Here in Philadelphia, one friend of mine, who has long looked bitterly at Favre through the eyes of being a pained Eagles fan, was incredulous. "How...?" he began. "How can you prostitute yourself like this to this guy who can't even so much as figure out where he wants to be? He doesn't care about you guys." Over lunch another Philly friend expressed her contempt by calling him a "prima donna." She hoped for his failure. She doesn't hate the Jets, or me. She had just lost that much respect for him. I am compelled to feel otherwise.
As for me, I'm not even ready to write the blog entry on Chad Pennington, who was quietly and solemnly cut from the team today. But I will eventually. I really, really liked Chad, and sometimes for just the little things. Again, no other quarterback except for Chad Pennington ever led a Jets offense as far as into the second round of the playoffs more than once. Part of me wondered (improbably) why we didn't let Clemens go and let Chad stay. I'm sure that someday soon Brett Favre will happily wave at the Lambeau crowd when his number is retired. But Chad Pennington is entitled to nurse a grudge toward an organization that never really designed an ambitious offense for him and threw Kevin Mawae and Pete Kendall off his front line. He's entitled to be bitter toward Jets fans who cheered when he got injured in the opener last year. Yet he never seemed put off. He forgave our own lack of his kind of Southern hospitality. But more on that later. That's too big for me to contemplate right now. It's been a long, strange, frightening day.

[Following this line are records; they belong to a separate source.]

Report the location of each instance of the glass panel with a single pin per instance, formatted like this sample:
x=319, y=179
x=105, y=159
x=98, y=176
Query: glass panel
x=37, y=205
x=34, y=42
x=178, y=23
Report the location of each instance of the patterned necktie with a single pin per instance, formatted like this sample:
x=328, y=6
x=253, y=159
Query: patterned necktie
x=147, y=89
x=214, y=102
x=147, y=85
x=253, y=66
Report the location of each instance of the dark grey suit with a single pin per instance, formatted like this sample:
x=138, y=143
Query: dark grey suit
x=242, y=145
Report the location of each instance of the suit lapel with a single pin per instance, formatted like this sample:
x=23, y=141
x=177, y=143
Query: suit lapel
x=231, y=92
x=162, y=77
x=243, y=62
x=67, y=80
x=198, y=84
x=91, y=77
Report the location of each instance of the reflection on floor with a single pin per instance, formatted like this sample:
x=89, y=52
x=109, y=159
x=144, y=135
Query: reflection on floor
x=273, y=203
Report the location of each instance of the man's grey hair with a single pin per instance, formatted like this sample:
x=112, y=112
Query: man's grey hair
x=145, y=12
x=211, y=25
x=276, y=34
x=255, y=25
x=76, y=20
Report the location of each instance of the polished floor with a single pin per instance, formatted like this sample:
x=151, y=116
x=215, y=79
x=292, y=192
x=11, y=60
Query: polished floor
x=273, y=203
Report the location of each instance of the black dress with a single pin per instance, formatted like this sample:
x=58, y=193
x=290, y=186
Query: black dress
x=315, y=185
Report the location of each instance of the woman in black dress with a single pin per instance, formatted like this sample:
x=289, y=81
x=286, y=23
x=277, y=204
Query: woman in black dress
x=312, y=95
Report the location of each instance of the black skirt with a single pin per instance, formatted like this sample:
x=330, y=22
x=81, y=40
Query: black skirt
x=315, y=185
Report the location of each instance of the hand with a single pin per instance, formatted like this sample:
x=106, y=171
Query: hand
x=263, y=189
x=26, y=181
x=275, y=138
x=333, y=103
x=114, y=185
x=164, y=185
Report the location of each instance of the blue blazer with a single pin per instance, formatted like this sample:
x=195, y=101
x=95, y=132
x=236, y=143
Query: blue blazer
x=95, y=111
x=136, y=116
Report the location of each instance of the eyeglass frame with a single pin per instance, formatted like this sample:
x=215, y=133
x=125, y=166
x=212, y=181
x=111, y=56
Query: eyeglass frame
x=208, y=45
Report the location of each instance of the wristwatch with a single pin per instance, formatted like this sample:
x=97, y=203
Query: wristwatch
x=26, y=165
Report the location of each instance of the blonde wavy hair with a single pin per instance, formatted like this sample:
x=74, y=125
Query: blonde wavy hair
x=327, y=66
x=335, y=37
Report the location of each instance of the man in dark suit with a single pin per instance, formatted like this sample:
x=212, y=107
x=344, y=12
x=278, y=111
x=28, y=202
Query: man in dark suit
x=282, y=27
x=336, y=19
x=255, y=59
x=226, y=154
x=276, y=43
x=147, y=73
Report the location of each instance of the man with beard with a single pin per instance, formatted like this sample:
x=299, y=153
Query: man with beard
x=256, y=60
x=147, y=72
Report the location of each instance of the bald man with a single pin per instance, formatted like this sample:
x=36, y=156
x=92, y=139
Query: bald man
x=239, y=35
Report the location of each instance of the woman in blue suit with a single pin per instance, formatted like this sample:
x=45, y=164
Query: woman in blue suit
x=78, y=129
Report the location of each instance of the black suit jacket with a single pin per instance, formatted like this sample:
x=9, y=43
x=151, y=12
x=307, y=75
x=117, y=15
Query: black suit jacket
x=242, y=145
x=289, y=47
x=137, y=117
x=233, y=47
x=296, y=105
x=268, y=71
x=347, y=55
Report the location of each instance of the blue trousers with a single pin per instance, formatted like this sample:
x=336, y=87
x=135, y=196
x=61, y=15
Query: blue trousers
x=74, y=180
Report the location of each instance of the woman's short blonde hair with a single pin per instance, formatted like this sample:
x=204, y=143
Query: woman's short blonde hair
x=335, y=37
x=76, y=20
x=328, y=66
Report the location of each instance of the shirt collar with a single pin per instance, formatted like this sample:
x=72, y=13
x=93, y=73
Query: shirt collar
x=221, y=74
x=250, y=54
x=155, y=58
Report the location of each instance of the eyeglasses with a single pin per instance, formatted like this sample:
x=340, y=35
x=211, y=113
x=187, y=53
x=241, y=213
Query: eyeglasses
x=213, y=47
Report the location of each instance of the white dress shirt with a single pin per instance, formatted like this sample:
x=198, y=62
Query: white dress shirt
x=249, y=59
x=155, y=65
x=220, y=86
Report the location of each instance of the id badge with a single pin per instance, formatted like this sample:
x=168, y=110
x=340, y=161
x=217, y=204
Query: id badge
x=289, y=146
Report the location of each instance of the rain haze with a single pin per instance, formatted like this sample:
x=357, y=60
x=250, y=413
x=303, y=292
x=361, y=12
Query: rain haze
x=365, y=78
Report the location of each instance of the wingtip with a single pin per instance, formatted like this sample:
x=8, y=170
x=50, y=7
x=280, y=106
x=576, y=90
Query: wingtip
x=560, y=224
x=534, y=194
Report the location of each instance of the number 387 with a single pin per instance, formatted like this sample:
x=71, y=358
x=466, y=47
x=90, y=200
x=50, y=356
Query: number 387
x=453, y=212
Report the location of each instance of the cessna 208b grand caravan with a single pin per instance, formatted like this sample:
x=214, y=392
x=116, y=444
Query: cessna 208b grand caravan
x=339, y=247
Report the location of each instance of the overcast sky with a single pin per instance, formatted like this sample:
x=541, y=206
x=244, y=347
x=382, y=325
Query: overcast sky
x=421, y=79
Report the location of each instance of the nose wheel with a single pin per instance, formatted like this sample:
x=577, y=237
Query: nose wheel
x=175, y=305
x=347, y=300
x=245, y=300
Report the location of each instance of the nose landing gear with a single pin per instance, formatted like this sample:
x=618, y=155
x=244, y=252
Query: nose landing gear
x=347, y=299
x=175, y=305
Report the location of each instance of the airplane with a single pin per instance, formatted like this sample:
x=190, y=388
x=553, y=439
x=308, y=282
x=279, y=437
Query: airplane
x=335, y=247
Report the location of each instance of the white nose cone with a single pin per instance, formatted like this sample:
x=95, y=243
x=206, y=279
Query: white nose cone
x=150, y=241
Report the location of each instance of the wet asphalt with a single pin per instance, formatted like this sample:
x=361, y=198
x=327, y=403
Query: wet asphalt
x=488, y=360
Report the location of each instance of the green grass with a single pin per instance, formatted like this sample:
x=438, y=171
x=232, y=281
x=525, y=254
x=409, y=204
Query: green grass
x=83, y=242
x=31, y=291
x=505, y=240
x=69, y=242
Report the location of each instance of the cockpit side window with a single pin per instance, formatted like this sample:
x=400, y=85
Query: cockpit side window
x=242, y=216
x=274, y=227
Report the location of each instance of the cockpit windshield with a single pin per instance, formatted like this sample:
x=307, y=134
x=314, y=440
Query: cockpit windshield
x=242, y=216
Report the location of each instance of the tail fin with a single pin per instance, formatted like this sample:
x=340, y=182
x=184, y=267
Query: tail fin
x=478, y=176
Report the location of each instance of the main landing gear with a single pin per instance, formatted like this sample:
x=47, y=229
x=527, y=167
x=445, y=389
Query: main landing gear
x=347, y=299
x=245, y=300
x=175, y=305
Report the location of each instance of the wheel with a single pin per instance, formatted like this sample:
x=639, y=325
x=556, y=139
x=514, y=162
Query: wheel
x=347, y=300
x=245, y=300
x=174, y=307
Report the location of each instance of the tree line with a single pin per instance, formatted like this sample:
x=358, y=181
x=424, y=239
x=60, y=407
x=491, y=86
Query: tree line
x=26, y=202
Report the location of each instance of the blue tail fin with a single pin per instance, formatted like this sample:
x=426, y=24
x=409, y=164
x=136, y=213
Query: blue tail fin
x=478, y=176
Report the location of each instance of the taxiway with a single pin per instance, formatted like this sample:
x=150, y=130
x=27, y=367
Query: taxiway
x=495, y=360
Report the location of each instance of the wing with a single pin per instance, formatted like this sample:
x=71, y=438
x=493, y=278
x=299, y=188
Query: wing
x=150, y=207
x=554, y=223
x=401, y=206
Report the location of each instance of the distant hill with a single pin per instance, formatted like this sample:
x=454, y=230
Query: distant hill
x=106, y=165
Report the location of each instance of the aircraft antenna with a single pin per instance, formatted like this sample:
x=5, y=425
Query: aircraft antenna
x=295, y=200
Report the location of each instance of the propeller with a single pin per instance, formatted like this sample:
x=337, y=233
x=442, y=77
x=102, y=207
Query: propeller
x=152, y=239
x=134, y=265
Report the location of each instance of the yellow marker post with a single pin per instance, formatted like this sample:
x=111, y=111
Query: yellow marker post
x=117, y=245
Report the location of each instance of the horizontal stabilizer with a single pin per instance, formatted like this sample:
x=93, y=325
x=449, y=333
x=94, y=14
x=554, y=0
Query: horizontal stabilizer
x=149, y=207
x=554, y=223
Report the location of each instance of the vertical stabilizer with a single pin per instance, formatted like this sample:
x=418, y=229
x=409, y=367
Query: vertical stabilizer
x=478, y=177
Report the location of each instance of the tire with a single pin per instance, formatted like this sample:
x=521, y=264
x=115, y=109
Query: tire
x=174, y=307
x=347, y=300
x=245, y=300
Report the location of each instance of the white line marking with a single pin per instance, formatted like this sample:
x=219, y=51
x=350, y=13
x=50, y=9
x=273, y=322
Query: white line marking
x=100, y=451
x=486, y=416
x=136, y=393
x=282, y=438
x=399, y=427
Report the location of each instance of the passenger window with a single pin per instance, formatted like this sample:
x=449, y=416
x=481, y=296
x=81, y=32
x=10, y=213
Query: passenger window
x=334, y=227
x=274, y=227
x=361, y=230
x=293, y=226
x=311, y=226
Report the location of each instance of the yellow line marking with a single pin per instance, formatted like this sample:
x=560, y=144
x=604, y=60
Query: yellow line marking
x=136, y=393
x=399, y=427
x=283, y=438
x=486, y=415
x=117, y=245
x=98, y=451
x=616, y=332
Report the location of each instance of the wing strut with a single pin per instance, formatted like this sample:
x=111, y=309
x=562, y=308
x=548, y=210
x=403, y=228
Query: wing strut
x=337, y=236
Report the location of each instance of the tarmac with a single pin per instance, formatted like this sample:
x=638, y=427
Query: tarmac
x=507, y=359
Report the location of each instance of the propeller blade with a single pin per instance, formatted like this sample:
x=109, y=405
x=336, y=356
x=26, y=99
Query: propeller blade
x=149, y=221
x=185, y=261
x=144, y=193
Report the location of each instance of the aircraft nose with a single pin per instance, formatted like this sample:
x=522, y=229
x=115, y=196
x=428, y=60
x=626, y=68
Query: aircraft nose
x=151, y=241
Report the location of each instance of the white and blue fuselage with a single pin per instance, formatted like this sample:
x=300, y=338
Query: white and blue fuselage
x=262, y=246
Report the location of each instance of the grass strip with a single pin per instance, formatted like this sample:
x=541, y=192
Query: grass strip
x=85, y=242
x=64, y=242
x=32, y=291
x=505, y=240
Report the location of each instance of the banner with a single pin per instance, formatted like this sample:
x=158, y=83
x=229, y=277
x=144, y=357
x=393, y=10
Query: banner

Meanwhile, here's the apt analogy my brother suggested to me today. See? Some jerseys just never seemed right in the first place. In fact, last year Mental Floss offered a montage of jerseys never meant to be worn. You were able to buy the one below at about 1:30 pm EST today.
You have been able to buy the one above since 1977, that one miserable year that Hollywood Joe spent away from Shea. You can still buy his game-worn Rams duds for $5,000. And I had to go into a career in education. What a waste.